Il brano di At sulla Pentecoste è un episodio noto, che però non va letto da solo, in sé e per sé. In realtà, la lettura vuole richiamare le varie dimensioni veterotestamentarie dello Spirito. La prima immagine per lo Spirito era infatti quella del vento impetuoso, accompagnato da un grande fragore. Evidente è il richiamo a Gen 1,2 dove prima della creazione lo Spirito di Dio aleggiava sulla terra informe e sulle acque. Lo Spirito è il soffio di Dio: basta questo perché il mondo venga ordinato e creato: Dalla parola del Signore furono fatti i cieli, dal soffio della sua bocca ogni loro schiera (Sal 33,6). Ma lo Spirito è anche più della semplice dimensione creazionale: esso ha a che fare direttamente con la vita. Ezechiele deve profetizzare ad un campo di ossa e riesce a rimettere insieme dei corpi a brandelli: ma perché quei cadaveri prendano vita, occorre qualcosa di più, appunto lo Spirito: Guardai, ed ecco apparire sopra di esse i nervi; la carne cresceva e la pelle le ricopriva, ma non c’era spirito in loro. Egli aggiunse: «Profetizza allo spirito, profetizza, figlio dell’uomo, e annuncia allo spirito: “Così dice il Signore Dio: Spirito, vieni dai quattro venti e soffia su questi morti, perché rivivano”». Io profetizzai come mi aveva comandato e lo spirito entrò in essi e ritornarono in vita e si alzarono in piedi; erano un esercito grande, sterminato (Ez 37,8-10).
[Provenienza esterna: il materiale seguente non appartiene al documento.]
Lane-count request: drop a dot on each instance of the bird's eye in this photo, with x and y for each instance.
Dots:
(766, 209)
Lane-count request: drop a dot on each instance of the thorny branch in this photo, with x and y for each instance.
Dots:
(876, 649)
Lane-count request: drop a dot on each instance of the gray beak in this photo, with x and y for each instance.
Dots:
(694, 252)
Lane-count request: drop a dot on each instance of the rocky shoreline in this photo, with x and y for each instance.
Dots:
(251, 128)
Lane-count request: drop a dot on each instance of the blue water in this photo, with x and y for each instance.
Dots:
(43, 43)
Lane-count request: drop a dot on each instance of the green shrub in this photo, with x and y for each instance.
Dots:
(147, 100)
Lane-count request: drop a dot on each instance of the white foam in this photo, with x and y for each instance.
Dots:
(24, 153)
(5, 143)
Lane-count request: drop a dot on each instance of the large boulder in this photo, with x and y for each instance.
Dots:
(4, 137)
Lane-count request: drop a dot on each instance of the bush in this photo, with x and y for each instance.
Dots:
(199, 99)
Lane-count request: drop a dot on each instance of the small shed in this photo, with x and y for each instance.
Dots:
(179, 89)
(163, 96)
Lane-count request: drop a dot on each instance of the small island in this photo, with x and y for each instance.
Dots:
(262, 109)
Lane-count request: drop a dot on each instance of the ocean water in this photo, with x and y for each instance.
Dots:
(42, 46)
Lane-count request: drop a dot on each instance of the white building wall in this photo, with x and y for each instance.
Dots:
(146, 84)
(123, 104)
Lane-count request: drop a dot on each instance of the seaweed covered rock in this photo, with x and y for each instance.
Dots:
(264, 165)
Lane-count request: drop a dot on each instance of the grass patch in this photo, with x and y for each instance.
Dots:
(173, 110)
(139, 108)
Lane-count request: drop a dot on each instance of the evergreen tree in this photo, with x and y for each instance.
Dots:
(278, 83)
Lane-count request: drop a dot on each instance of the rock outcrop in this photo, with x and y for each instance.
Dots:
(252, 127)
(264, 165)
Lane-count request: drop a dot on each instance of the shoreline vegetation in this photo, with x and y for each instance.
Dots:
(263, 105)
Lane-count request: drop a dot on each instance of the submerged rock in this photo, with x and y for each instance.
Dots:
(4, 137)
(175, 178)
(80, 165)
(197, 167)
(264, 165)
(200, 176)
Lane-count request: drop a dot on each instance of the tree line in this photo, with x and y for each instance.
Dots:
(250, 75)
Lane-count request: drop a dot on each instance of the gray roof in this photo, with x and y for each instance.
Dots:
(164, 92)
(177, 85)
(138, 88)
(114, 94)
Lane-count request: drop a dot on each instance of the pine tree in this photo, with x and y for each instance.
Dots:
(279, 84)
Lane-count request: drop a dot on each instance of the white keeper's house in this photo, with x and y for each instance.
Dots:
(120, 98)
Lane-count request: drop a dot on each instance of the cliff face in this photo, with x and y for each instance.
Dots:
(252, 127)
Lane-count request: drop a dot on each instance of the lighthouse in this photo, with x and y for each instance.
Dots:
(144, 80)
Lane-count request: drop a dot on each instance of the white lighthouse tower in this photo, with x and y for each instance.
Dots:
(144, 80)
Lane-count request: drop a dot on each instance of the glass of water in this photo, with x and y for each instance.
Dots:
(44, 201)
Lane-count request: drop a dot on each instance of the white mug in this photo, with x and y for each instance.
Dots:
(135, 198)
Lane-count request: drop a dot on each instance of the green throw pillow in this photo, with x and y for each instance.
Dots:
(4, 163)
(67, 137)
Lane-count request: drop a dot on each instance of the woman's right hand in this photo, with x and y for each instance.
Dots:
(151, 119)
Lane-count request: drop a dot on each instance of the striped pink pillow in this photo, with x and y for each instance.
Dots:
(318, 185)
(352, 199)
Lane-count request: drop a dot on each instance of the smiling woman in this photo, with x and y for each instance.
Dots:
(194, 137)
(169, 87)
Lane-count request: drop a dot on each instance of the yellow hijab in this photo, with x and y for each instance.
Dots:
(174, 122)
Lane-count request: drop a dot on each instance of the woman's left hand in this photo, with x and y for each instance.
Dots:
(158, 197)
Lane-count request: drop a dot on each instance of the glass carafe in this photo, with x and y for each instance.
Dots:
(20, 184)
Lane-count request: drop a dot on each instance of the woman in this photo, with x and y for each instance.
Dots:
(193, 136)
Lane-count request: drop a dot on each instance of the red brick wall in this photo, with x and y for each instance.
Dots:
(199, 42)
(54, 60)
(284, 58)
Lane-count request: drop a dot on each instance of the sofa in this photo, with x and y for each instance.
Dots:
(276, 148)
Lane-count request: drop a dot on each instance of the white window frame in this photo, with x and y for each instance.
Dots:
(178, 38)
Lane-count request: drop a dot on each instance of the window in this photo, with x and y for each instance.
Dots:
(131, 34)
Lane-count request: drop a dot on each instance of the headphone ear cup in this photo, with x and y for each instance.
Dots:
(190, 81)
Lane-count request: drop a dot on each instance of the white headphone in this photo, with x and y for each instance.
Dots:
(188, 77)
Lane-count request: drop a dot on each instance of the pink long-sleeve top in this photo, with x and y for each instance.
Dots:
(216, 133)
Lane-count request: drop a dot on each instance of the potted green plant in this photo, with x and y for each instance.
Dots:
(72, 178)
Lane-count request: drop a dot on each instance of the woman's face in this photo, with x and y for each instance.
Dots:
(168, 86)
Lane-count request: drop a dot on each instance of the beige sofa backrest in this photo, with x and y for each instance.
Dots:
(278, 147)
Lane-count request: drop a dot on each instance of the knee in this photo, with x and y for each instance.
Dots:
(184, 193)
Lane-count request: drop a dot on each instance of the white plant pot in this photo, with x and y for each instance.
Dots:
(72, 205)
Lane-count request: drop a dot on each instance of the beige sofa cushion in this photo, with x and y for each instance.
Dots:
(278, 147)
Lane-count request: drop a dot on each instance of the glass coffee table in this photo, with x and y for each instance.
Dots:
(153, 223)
Nell’immaginario biblico, lo Spirito è anche di più della sfera creazionale e della vita biologica: è alla base della vita di fede, perché i profeti e i giudici d’Israele sono resi tali proprio dallo Spirito di Dio (per esempio, di Otniel si dice: Lo spirito del Signore fu su di lui ed egli fu giudice d’Israele, Gdc 3,10). E se lo Spirito costituisce i singoli servitori di Dio, in realtà forma anche l’assemblea, la comunità d’Israele. E la rende in grado di interiorizzare davvero la legge che altrimenti resterebbe una pratica esteriore opprimente: Vi prenderò dalle nazioni, vi radunerò da ogni terra e vi condurrò sul vostro suolo. Vi aspergerò con acqua pura e sarete purificati; io vi purificherò da tutte le vostre impurità e da tutti i vostri idoli, vi darò un cuore nuovo, metterò dentro di voi uno spirito nuovo, toglierò da voi il cuore di pietra e vi darò un cuore di carne. Porrò il mio spirito dentro di voi e vi farò vivere secondo le mie leggi e vi farò osservare e mettere in pratica le mie norme (Ez 36,24-27)
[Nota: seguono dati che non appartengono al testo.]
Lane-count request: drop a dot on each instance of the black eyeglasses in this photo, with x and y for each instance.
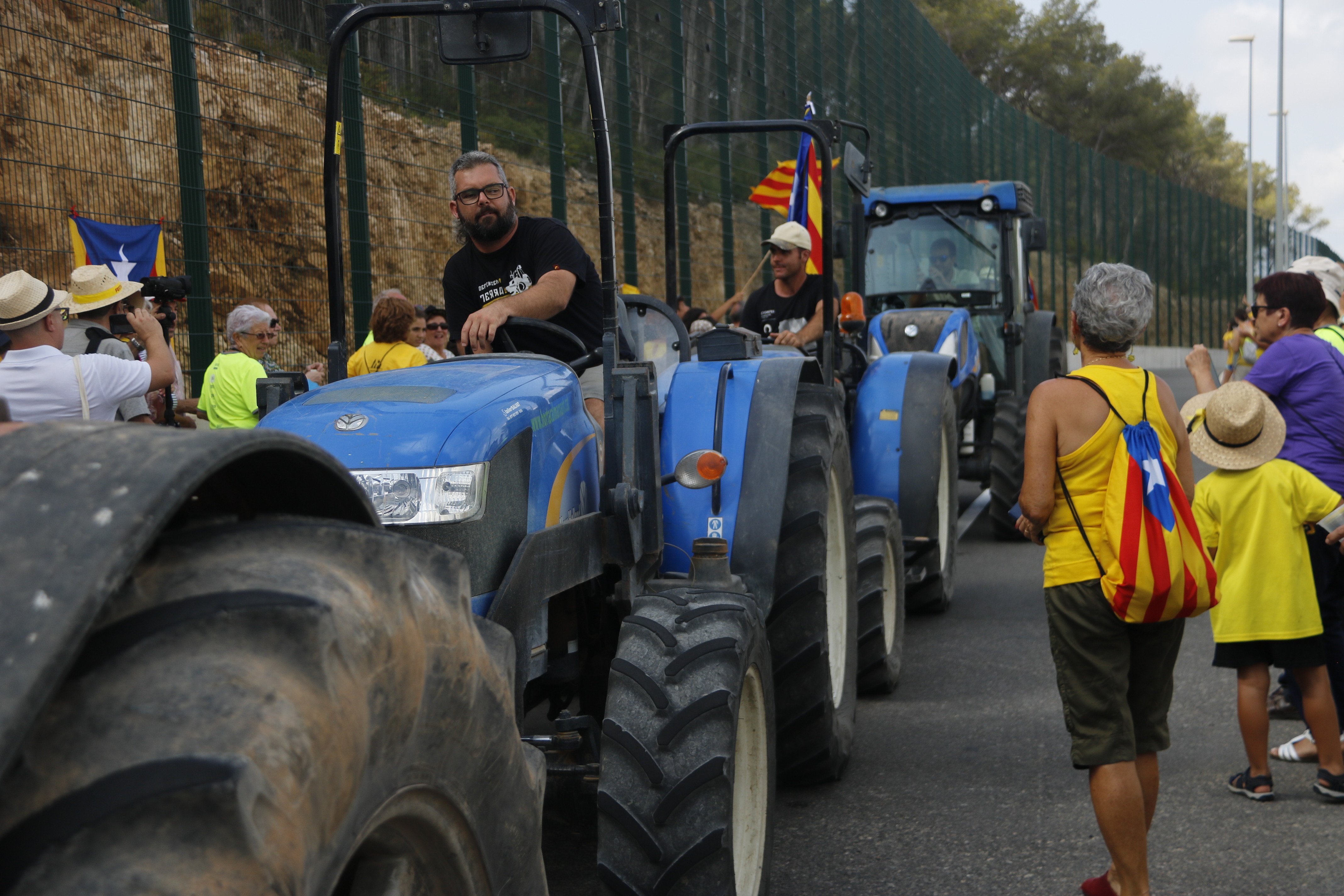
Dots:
(472, 197)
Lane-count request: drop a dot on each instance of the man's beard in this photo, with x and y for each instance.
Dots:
(487, 233)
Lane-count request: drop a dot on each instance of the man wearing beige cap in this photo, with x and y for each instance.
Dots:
(1331, 275)
(96, 295)
(41, 384)
(789, 310)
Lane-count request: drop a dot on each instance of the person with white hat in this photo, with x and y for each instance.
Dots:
(41, 384)
(789, 310)
(96, 295)
(1331, 275)
(1251, 514)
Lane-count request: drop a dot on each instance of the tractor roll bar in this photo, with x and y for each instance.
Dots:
(342, 21)
(675, 136)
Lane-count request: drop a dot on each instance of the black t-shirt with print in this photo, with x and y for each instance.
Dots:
(767, 312)
(473, 278)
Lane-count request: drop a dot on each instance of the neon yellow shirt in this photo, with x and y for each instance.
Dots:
(1334, 335)
(229, 395)
(384, 356)
(1254, 518)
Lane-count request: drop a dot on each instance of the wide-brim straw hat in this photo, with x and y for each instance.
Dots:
(26, 300)
(93, 287)
(1234, 428)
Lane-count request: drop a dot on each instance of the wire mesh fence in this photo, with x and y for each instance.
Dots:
(208, 115)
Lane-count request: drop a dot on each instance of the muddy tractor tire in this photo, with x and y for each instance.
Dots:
(273, 704)
(1006, 465)
(815, 619)
(882, 594)
(687, 782)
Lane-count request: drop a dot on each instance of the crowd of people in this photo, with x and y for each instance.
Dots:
(100, 351)
(1267, 529)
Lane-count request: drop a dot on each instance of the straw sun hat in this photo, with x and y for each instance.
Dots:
(1234, 428)
(93, 287)
(26, 300)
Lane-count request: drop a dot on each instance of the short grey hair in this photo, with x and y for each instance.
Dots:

Ovviamente, lo Spirito trovava pienezza nella figura del Messia, perché in Lui tutte queste dimensioni di vita, potenza e perfezione si realizzavano (Mt 3,13-17; Mc 1,9-11; Lc 3,21-22; Mt 12,28; Lc 4,16-21). Ma scopriamo con il brano di vangelo che invece l’obiettivo di Gesù è che tutti i discepoli ricevano questo dono. Anzi, il suo stesso andarsene, la sua morte di croce, viene considerata dall’evangelista Giovanni come il momento di massima effusione dello Spirito (Dopo aver preso l’aceto, Gesù disse: «È compiuto!». E, chinato il capo, consegnò lo spirito, Gv 19,30). Gesù ci vuole rendere partecipi di questa potenza di Dio. È quanto ci promette nei passi evangelici proposti dalla liturgia.
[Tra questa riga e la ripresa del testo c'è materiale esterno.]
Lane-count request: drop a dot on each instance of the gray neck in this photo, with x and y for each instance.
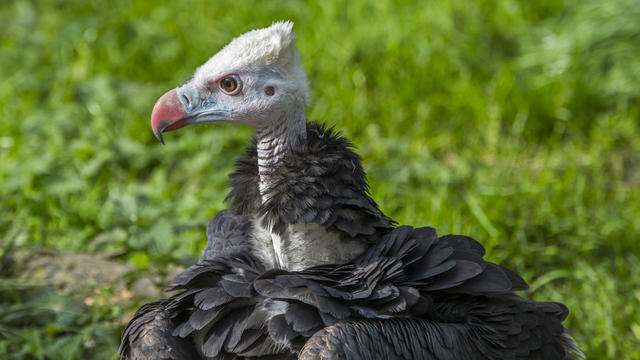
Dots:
(275, 141)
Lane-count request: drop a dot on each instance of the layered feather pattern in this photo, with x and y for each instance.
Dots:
(320, 182)
(239, 309)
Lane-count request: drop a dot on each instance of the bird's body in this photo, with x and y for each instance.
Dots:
(305, 265)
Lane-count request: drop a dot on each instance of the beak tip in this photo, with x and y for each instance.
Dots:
(159, 137)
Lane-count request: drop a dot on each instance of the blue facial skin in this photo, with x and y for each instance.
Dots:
(200, 109)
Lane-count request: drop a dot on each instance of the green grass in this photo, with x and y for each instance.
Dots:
(514, 122)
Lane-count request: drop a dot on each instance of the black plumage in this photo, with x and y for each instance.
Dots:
(304, 264)
(148, 336)
(321, 182)
(410, 295)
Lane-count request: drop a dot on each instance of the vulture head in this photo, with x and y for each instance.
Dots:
(256, 80)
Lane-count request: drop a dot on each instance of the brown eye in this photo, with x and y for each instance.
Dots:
(230, 84)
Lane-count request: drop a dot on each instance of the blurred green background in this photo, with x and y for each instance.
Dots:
(514, 122)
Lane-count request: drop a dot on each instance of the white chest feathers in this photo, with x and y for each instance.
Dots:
(303, 245)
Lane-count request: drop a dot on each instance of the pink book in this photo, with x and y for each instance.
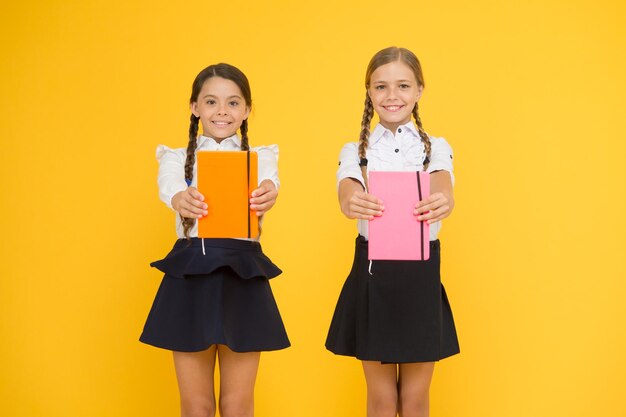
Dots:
(397, 234)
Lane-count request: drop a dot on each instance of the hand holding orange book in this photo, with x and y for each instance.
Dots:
(226, 179)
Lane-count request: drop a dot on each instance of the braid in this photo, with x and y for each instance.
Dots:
(368, 112)
(423, 135)
(191, 160)
(244, 135)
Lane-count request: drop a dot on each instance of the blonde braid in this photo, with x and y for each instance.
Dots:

Il vangelo di questa domenica di Pentecoste è in realtà composto da versetti diversi del cap.14 di Gv. Sottolineiamo quest’aspetto perché il testo in questione è scandito da due domande, alle quali le due parti del brano vogliono rispondere. I primi due versetti dicono che Gesù, a chi lo ama, regala il suo Spirito. Qui si vuole rispondere alla domanda di Tommaso che chiede: Signore, non sappiamo dove vai; come possiamo conoscere la via?(Gv 14,5) e anche alla successiva richiesta: Mostraci il Padre e ci basta (Gv 14,8). Gesù ci dice che la richiesta di incontrare il Padre è sacrosanta ma questo incontro non avviene in maniera diretta; sarà invece mediato dalla presenza dello Spirito.
La seconda parte del nostro Vangelo, invece, vuole allora rispondere alla domanda (omessa dalla liturgia) di Giuda (non l’Iscariota) che suona così: Signore, come è accaduto che devi manifestarti a noi, e non al mondo? (Gv 14,22). Il problema dunque sarà quello di spiegare la rivelazione di Dio in Gesù, rivelazione limitata, non sfacciata di fronte al mondo ma regalata solo al popolo d’Israele e alla sua Chiesa.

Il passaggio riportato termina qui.